Naomi Campbell Discovers
The face value of scienceby Alice Shirrell Kaswell
"Life in Your Twenties" is an entire new sub-discipline in the ancient, honorable, and ever-growing field of Celebrity Science. The research journal Swing is perhaps the leading publication for scientists who wish to report their findings on the subject of "Life in Your Twenties." Volume 2, number 6 (the June 1996 issue) of Swing is chock-a-block with landmark reports.

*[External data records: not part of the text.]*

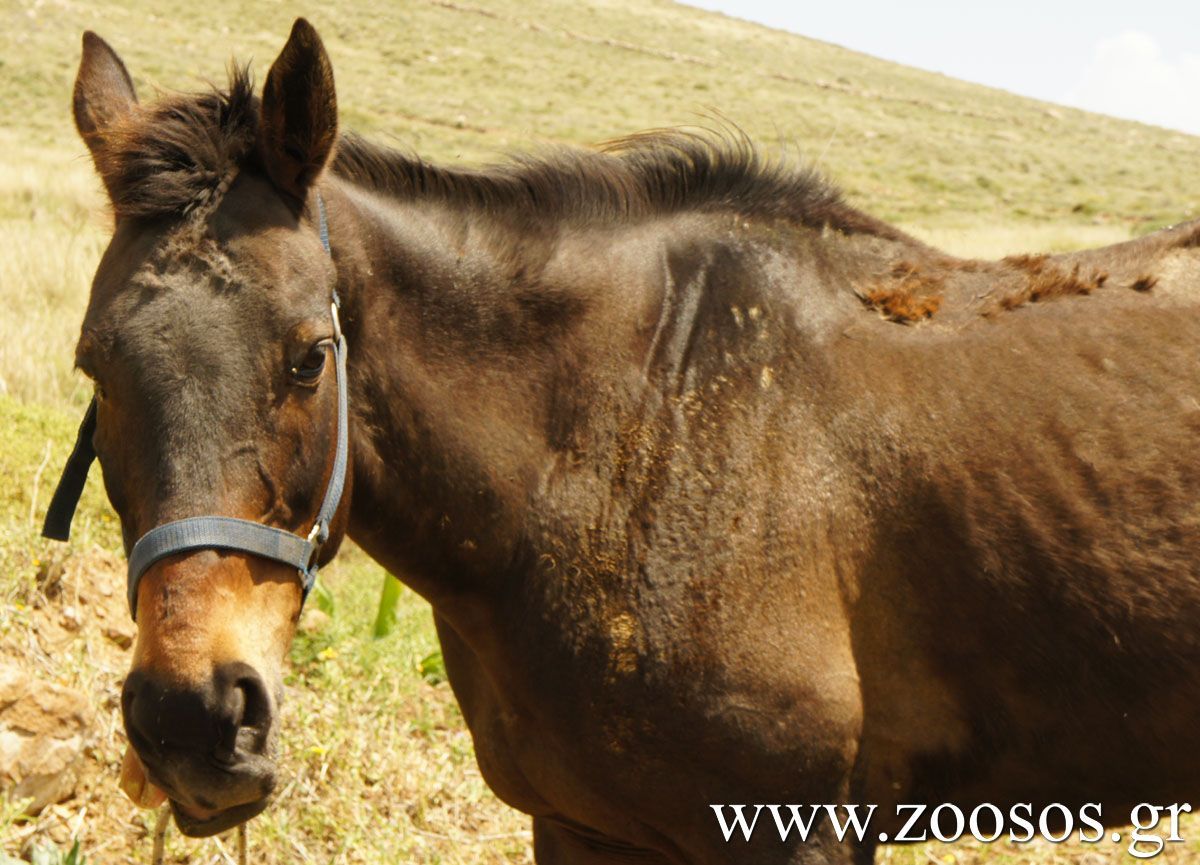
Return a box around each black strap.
[42,398,96,541]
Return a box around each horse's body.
[63,20,1200,865]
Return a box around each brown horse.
[60,20,1200,865]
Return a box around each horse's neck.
[328,179,658,599]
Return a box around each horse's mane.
[101,67,904,238]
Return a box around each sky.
[686,0,1200,134]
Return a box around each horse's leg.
[533,817,680,865]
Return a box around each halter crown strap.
[42,193,349,620]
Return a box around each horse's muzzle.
[121,663,276,837]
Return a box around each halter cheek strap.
[42,193,349,620]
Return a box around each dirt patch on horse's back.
[983,256,1109,316]
[859,262,946,324]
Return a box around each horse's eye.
[289,342,329,384]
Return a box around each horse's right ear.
[73,30,138,167]
[259,18,337,203]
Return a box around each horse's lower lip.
[170,798,268,837]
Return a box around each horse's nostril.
[216,663,271,759]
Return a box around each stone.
[0,663,92,813]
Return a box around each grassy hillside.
[0,0,1200,864]
[0,0,1200,404]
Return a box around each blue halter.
[42,193,349,620]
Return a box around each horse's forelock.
[97,66,258,223]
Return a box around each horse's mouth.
[170,797,270,837]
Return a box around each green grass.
[0,0,1200,865]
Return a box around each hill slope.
[0,0,1200,223]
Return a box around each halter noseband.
[42,193,349,620]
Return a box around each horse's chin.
[170,797,270,837]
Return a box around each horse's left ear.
[259,18,337,203]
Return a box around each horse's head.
[74,20,348,835]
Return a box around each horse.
[54,19,1200,865]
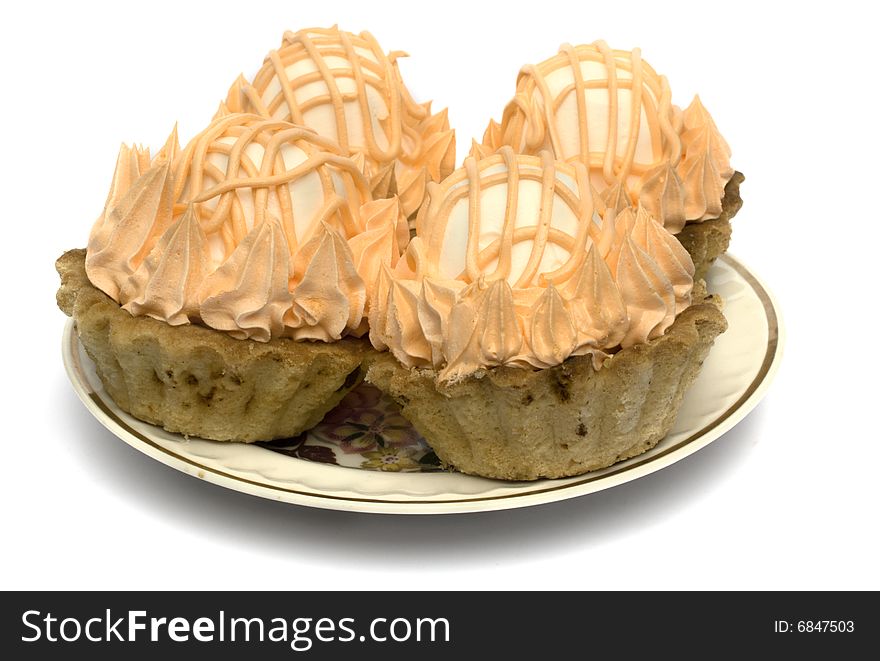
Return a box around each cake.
[223,26,455,216]
[56,27,742,480]
[471,41,743,278]
[366,146,726,480]
[58,113,408,441]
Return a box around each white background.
[0,0,880,588]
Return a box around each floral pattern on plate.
[259,383,441,473]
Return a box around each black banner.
[2,592,880,660]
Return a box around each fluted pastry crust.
[675,172,745,280]
[56,250,372,442]
[366,296,727,480]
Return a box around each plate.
[63,255,782,514]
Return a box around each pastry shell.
[56,250,372,442]
[366,291,727,480]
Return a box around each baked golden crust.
[675,172,745,280]
[366,296,727,480]
[56,250,372,442]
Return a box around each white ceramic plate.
[63,255,782,514]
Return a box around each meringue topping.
[86,113,408,341]
[370,146,694,380]
[221,26,455,215]
[471,41,733,233]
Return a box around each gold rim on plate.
[62,254,782,514]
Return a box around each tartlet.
[366,147,727,480]
[58,113,408,441]
[471,41,744,278]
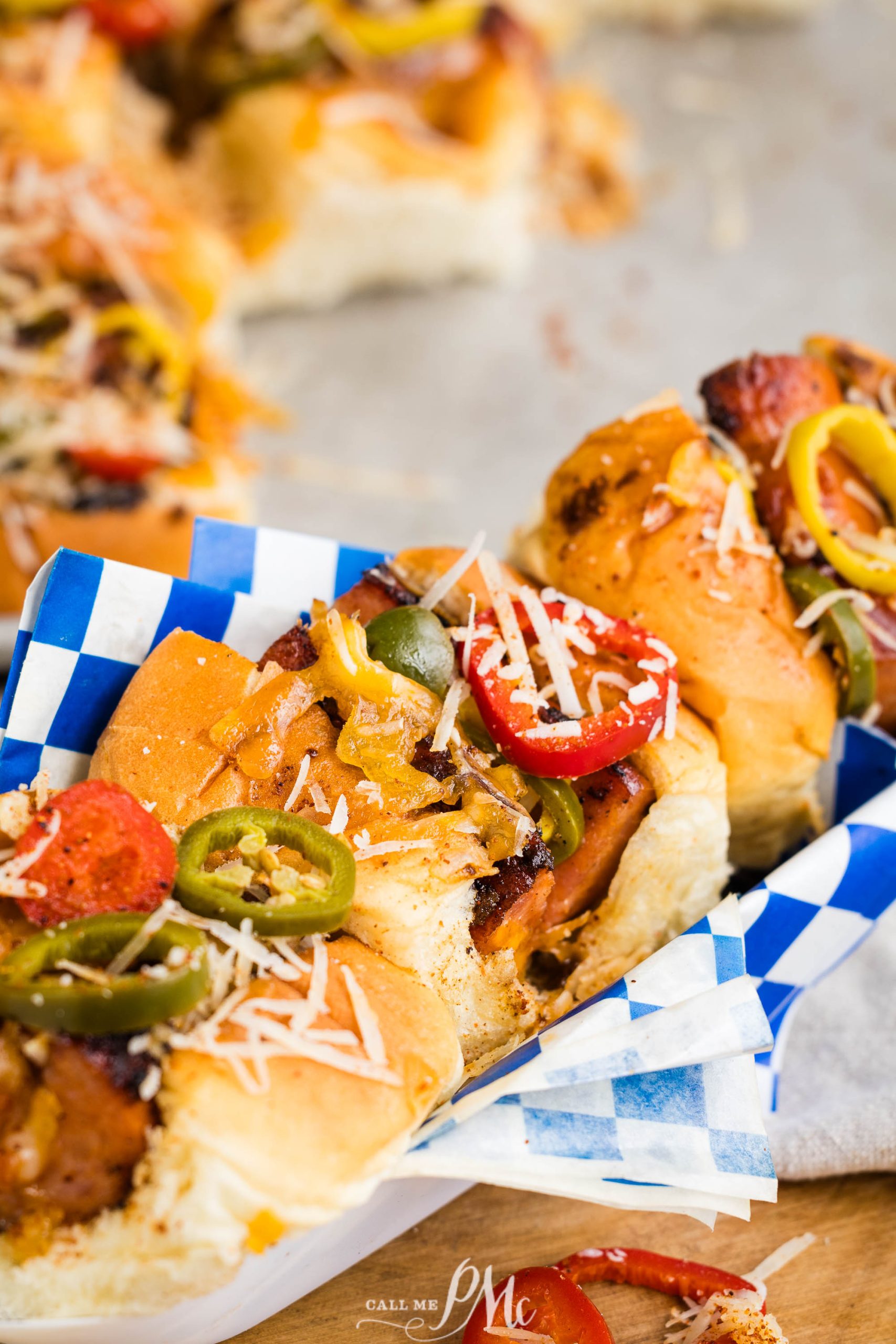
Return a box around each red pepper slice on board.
[555,1246,764,1310]
[85,0,175,47]
[15,780,177,926]
[468,602,678,780]
[67,447,161,482]
[463,1265,614,1344]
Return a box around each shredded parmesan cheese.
[341,967,388,1065]
[355,840,431,863]
[794,589,874,631]
[644,634,678,668]
[283,751,312,812]
[433,677,470,751]
[477,551,535,689]
[744,1233,817,1284]
[461,593,476,677]
[106,900,171,979]
[0,808,62,899]
[520,587,584,719]
[419,532,485,612]
[326,793,348,836]
[54,957,109,988]
[478,640,507,676]
[662,680,678,742]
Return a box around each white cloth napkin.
[768,907,896,1180]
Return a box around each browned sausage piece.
[700,355,844,465]
[0,1037,153,1226]
[544,761,657,929]
[333,564,416,625]
[470,832,553,956]
[258,624,317,672]
[700,355,881,561]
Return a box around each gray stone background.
[247,0,896,1176]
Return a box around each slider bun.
[187,47,544,312]
[537,407,837,867]
[90,631,535,1060]
[0,445,247,614]
[0,937,461,1317]
[567,707,731,999]
[0,19,121,159]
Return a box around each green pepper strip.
[785,564,877,718]
[459,699,584,863]
[523,774,584,863]
[176,808,355,938]
[0,914,209,1036]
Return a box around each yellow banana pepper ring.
[0,0,77,19]
[94,304,189,401]
[787,402,896,593]
[319,0,483,58]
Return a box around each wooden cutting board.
[239,1174,896,1344]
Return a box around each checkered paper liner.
[192,519,896,1110]
[0,543,775,1219]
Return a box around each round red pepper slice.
[67,447,161,484]
[468,602,678,780]
[85,0,175,47]
[556,1246,764,1310]
[15,780,176,926]
[463,1265,614,1344]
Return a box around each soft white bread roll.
[0,937,461,1318]
[0,18,121,159]
[567,708,731,999]
[352,545,730,1013]
[189,35,545,312]
[90,631,535,1059]
[523,406,837,867]
[90,615,728,1065]
[0,443,247,614]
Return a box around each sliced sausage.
[333,564,416,625]
[470,832,553,954]
[544,761,657,929]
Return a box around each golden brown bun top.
[803,334,896,396]
[541,407,837,827]
[90,631,392,830]
[163,937,461,1212]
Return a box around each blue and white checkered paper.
[192,519,896,1110]
[0,540,775,1219]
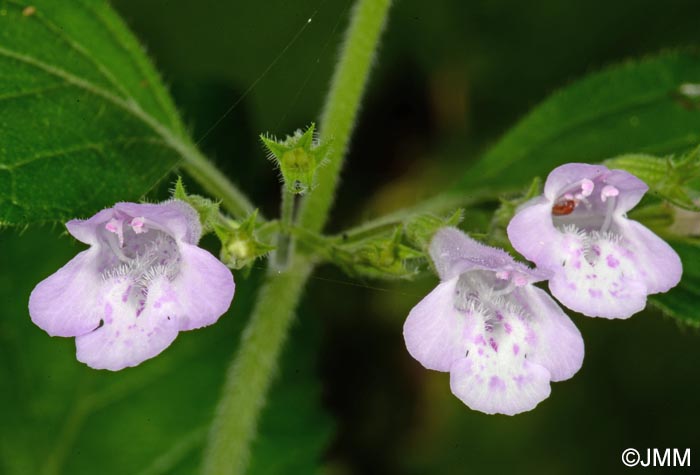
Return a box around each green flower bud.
[260,123,328,194]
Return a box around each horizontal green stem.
[333,192,497,243]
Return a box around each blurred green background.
[0,0,700,475]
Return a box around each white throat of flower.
[552,178,620,264]
[98,217,181,289]
[454,269,528,332]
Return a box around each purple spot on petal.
[489,338,498,352]
[525,330,537,345]
[489,376,506,391]
[105,304,113,325]
[122,286,131,302]
[588,289,603,299]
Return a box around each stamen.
[600,194,619,234]
[600,185,620,203]
[513,274,527,287]
[129,216,148,234]
[491,280,517,297]
[581,178,595,197]
[496,270,510,280]
[105,218,124,247]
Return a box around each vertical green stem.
[299,0,391,231]
[275,190,296,270]
[202,260,312,475]
[202,0,390,475]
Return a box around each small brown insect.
[552,200,576,216]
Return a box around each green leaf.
[0,0,193,224]
[649,240,700,327]
[458,52,700,189]
[0,228,332,475]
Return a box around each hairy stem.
[178,141,262,220]
[203,0,390,475]
[275,185,296,270]
[202,259,312,475]
[299,0,391,231]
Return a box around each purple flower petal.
[521,286,584,381]
[507,198,561,269]
[403,278,470,371]
[29,249,102,337]
[173,244,235,331]
[29,201,235,370]
[450,358,551,416]
[618,220,683,294]
[404,228,583,415]
[75,277,181,371]
[430,227,547,283]
[508,163,682,318]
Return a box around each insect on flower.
[508,163,682,318]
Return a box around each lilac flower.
[508,163,682,318]
[29,201,235,371]
[404,228,584,415]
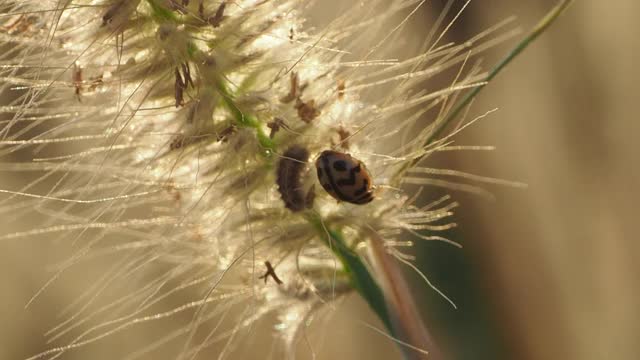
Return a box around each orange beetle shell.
[316,150,373,205]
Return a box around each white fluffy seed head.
[0,0,516,356]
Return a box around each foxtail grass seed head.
[0,0,568,359]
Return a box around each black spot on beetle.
[333,160,347,171]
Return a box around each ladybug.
[316,150,373,205]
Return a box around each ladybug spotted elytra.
[316,150,373,205]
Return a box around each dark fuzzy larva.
[276,145,313,212]
[316,150,373,205]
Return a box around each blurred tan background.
[0,0,640,360]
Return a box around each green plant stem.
[410,0,573,167]
[306,214,394,334]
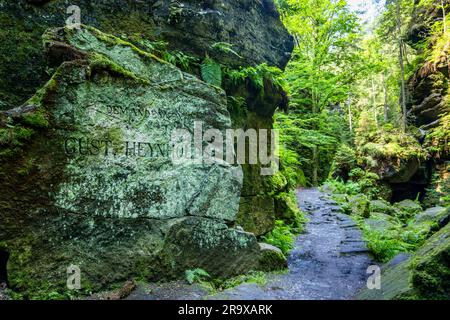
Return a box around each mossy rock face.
[370,200,394,214]
[0,0,293,109]
[0,27,259,298]
[414,207,450,226]
[411,224,450,299]
[236,196,275,236]
[355,258,415,300]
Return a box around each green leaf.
[200,58,222,87]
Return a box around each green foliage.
[185,268,211,284]
[163,50,198,71]
[0,118,34,158]
[224,63,284,95]
[263,220,294,254]
[215,271,267,291]
[330,144,356,180]
[363,226,414,262]
[200,57,222,87]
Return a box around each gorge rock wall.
[0,0,292,298]
[406,2,450,206]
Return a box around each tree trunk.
[372,75,379,128]
[381,71,389,123]
[397,0,407,132]
[312,146,319,187]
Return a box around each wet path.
[214,189,371,300]
[130,189,371,300]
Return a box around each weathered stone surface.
[414,207,450,223]
[348,194,370,218]
[365,212,395,232]
[0,0,293,109]
[258,243,288,272]
[237,196,275,235]
[162,217,261,277]
[394,199,422,220]
[410,224,450,299]
[0,27,268,297]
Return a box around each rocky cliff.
[0,0,292,298]
[407,2,450,206]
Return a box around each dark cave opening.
[0,249,9,286]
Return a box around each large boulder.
[0,0,293,109]
[0,26,261,298]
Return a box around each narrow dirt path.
[209,189,371,300]
[129,189,371,300]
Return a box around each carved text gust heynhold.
[64,138,170,158]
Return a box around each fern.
[185,268,211,284]
[211,42,242,58]
[200,57,222,87]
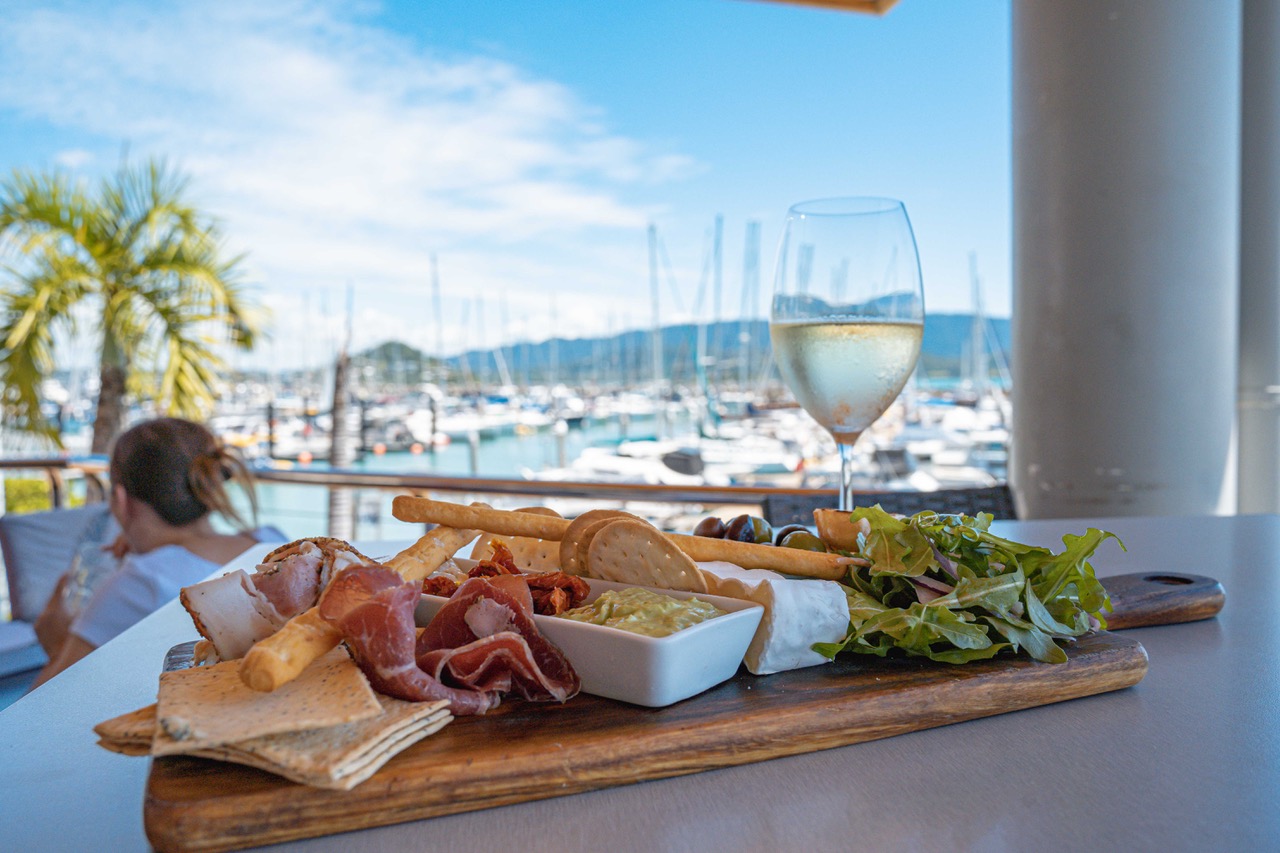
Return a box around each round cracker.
[559,510,641,575]
[471,506,563,573]
[586,519,707,594]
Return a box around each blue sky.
[0,0,1010,366]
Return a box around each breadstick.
[392,496,867,580]
[667,533,867,580]
[239,528,476,693]
[385,528,480,580]
[239,607,342,693]
[392,494,570,542]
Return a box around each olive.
[694,515,724,539]
[773,524,809,544]
[780,530,827,551]
[724,515,773,544]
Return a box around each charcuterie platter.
[143,622,1147,850]
[97,498,1222,850]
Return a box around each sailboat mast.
[431,252,445,391]
[969,252,988,400]
[737,222,760,392]
[649,223,666,438]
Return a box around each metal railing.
[0,456,106,510]
[253,467,836,505]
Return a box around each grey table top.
[0,516,1280,853]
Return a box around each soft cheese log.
[698,562,849,675]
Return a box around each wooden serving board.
[143,631,1147,850]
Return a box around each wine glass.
[769,199,924,510]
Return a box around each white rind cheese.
[698,562,849,675]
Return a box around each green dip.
[559,587,724,637]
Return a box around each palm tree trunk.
[90,329,129,453]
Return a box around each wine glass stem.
[836,435,858,512]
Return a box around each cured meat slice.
[417,576,581,702]
[251,542,324,621]
[179,570,284,661]
[320,566,500,715]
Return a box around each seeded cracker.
[152,647,381,756]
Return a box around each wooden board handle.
[1098,571,1226,631]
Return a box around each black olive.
[773,524,809,544]
[694,515,724,539]
[724,515,773,544]
[751,515,773,544]
[724,515,755,542]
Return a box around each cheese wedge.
[698,562,849,675]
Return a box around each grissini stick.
[239,517,477,693]
[392,494,867,580]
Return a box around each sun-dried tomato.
[422,575,458,598]
[525,571,591,616]
[467,542,520,578]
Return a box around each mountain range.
[353,314,1011,387]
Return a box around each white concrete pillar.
[1010,0,1240,517]
[1239,0,1280,512]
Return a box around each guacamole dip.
[561,587,724,637]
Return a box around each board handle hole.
[1143,575,1196,587]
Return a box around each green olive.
[780,530,827,551]
[773,524,809,544]
[694,515,724,539]
[724,515,773,544]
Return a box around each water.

An unnamed Swing investigator reports that (a) green nail polish does not "look stupid" on her; (b) a brand of cigarette called "Virginia Slims" is "a woman thing"; and (c) the Surgeon General of the United States has issued a warning that cigarette smoke contains carbon monoxide. The entire first-person, albeit anonymous, report appears on page 11.
What to Do, What to Do
There is a blossoming in the study of addiction. Psychologist, psychiatrists, psychotherapists and many other people spend more and more of their time observing, classifying and describing various kinds of addiction. On pages 41-49, Investigator David Hochman reports, simply and eloquently:
I am addicted to advice.
Hochman has been collecting advice from a variety of donors. Here are two highlights of his work.
J. Russell Leatherman, a magnate who runs a telephone-based information service, advises how to handle people on the telephone:
The phone’s a great place to puff yourself up like a big fish. The people at the other end of the line don’t know you only have 30 cents in your pocket, so talk like you really know what you’re doing.
Supermodel Naomi Campbell advises on how to make a good impression:
I still believe in the old-fashioned approach: a firm handshake, making eye contact, thinking confidently, and keeping up a good physical appearance, especially in terms of your nails and hairdo.
Hochman also draws on the work of investigator Les Krantz to report an unrelated yet fascinating finding that the least stressful profession one can pursue is that of medical records technician.